Root canal treatment is an invasive procedure. It involves hollowing out the center of the tooth in order to eliminate the infected nerve from the pulp chamber. In most cases, this process compromises the natural strength of the tooth structure, and makes it weak. The cavity is filled after the root canal, but generally it is not adequate to restore the full strength of the tooth structure.
Therefore, a crown or a cap is placed on the tooth in order to add to its strength. The crown is made of a strong material that protects the tooth from developing a crack or a fracture.

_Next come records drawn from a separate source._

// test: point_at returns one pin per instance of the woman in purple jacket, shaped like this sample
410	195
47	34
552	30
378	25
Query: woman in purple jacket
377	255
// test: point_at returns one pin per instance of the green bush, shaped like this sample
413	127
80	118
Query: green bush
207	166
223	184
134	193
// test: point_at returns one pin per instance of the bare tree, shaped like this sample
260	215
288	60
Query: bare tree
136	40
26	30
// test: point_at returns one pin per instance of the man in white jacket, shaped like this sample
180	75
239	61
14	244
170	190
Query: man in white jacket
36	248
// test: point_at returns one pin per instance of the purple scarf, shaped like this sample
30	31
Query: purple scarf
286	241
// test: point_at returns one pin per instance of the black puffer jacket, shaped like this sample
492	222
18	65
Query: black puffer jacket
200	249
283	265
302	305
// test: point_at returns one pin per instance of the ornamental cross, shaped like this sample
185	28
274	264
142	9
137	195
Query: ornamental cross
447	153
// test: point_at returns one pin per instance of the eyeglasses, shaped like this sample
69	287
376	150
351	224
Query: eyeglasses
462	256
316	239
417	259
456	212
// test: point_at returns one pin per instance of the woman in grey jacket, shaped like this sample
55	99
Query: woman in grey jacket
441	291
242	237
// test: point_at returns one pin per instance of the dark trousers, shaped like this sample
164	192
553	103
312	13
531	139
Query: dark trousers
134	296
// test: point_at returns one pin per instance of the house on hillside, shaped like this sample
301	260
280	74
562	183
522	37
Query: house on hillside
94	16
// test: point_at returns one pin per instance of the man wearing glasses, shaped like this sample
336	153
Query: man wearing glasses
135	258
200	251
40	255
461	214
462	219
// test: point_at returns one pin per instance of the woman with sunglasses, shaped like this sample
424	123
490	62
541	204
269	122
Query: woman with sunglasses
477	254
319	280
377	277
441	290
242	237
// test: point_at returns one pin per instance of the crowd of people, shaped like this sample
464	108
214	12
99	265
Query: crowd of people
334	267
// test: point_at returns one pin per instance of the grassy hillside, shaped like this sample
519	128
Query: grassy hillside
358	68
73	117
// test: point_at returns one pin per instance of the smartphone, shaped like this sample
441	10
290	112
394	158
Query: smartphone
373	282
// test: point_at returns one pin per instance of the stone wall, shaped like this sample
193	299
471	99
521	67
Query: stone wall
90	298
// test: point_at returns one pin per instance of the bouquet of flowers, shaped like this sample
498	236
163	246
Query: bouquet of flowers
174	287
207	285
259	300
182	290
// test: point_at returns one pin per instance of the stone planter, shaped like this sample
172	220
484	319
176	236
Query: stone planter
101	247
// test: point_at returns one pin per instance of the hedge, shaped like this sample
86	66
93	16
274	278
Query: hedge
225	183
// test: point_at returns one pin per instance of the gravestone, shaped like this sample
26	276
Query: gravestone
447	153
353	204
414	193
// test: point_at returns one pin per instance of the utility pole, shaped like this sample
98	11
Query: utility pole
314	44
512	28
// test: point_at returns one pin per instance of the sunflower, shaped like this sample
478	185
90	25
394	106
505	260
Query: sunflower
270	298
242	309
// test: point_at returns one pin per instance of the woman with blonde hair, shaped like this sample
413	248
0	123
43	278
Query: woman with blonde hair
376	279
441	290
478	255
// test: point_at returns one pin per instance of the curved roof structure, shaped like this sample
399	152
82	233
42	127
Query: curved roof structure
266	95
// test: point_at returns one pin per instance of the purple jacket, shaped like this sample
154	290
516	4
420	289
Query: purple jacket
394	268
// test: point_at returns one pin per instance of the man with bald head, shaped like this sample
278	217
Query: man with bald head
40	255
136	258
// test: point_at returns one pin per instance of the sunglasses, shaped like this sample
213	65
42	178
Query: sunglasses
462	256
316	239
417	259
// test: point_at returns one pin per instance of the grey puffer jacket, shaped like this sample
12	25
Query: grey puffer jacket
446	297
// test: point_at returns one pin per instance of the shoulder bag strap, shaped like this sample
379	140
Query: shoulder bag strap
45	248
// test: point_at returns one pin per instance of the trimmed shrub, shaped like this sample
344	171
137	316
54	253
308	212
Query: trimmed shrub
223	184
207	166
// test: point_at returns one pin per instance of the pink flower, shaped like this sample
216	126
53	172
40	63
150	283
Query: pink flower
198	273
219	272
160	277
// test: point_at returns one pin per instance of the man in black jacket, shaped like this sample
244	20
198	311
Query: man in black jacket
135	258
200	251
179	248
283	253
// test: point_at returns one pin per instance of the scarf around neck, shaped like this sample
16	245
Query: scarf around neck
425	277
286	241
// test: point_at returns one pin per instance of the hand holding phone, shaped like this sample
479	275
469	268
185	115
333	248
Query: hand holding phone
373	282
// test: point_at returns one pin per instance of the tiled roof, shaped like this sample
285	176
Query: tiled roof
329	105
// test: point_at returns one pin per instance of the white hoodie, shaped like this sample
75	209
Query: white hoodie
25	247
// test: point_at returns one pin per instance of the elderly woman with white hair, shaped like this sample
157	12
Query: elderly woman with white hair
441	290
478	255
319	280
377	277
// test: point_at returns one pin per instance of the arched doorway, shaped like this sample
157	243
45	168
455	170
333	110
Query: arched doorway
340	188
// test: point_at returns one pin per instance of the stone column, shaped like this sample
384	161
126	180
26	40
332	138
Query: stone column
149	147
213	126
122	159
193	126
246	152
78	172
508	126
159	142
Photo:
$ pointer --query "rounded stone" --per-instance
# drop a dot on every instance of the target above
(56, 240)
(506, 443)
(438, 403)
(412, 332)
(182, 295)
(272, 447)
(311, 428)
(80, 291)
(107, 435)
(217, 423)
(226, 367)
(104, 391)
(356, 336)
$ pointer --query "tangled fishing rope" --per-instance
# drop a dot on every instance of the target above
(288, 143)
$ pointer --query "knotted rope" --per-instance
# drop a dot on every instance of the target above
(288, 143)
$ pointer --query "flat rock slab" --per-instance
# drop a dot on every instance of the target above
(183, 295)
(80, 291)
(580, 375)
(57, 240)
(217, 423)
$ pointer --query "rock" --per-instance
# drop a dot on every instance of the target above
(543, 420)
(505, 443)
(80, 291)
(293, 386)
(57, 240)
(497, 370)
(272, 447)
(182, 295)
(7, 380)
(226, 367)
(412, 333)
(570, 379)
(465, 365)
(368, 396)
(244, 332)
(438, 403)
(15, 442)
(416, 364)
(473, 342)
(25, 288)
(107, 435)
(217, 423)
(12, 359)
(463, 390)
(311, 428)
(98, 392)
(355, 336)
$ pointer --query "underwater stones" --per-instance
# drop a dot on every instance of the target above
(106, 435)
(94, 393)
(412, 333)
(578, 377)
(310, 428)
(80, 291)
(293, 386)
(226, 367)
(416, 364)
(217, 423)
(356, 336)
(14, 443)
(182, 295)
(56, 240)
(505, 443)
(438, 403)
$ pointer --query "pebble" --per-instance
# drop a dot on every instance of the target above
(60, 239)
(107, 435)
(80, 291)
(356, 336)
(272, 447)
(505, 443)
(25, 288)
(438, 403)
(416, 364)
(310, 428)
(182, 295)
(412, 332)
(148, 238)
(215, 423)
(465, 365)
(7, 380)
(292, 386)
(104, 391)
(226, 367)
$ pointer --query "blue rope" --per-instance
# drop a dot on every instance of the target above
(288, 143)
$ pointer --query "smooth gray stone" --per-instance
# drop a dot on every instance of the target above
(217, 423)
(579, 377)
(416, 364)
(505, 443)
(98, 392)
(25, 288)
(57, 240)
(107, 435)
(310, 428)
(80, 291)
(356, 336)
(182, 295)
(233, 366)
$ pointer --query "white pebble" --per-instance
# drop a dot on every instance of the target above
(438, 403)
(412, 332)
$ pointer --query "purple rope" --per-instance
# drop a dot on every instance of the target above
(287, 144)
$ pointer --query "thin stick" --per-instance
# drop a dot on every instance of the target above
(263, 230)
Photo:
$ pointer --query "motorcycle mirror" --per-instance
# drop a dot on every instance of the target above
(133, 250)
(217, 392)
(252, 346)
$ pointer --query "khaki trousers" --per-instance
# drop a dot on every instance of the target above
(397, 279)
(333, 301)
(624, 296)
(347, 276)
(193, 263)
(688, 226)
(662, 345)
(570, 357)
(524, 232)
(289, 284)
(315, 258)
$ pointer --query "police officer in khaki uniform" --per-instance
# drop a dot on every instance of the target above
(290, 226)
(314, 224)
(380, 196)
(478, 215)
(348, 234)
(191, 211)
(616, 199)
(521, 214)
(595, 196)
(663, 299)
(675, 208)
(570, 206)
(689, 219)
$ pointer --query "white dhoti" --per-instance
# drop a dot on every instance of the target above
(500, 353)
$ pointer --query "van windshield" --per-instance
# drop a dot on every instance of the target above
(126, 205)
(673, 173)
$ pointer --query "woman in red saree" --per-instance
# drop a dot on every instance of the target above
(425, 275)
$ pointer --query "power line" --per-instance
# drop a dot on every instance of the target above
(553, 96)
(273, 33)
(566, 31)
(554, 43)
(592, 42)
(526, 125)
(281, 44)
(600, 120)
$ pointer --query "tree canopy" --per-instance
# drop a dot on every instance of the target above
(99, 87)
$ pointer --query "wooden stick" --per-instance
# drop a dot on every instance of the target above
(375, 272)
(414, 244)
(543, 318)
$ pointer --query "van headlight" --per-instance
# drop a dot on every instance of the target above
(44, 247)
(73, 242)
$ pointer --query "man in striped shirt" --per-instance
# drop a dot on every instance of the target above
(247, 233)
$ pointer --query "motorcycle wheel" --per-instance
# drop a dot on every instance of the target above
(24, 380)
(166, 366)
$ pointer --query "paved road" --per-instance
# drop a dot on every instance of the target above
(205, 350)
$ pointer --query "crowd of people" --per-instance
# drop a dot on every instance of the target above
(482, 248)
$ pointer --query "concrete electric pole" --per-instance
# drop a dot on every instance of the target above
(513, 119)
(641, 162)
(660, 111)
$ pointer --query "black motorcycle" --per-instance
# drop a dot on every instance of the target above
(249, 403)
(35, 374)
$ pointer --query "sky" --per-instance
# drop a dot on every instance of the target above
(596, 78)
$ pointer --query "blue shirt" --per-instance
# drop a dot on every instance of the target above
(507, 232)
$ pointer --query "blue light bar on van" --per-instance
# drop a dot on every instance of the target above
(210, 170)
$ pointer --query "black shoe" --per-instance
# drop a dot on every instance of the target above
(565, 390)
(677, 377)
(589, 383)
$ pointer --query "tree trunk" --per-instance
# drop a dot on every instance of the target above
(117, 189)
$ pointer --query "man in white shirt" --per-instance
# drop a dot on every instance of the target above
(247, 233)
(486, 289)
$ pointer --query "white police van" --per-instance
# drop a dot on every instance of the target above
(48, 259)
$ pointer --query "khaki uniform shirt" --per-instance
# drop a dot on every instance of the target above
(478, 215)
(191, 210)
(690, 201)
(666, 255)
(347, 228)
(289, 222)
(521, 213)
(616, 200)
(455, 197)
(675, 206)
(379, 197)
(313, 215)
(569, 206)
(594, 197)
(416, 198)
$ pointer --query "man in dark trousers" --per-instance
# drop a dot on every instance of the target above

This is important because any crack or fracture on such a compromised tooth will most likely extend down to the root. If that happens, the entire tooth structure needs to be extracted.
It is a standard of care that any posterior tooth, whether premolar or molar that has undergone a root canal treatment usually will require a crown. This is required because the back teeth are usually exposed to maximum biting, chewing and grinding force in the mouth. Without the support of a crown, it may be difficult for the compromised tooth structure to withstand that pressure for too long.
Crowns are also needed in most cases where a front tooth has undergone a root canal procedure. However, there may be some situations where adequate tooth structure is left after the root canal treatment. In such a case, a filling may suffice, and a crown may not be necessary. But this is an uncommon situation.
Crowns for the front teeth are generally made in porcelain because of its life-like aesthetic properties. But for the back teeth, the patient also has an option of gold based restoration which is more resilient than porcelain in the long run.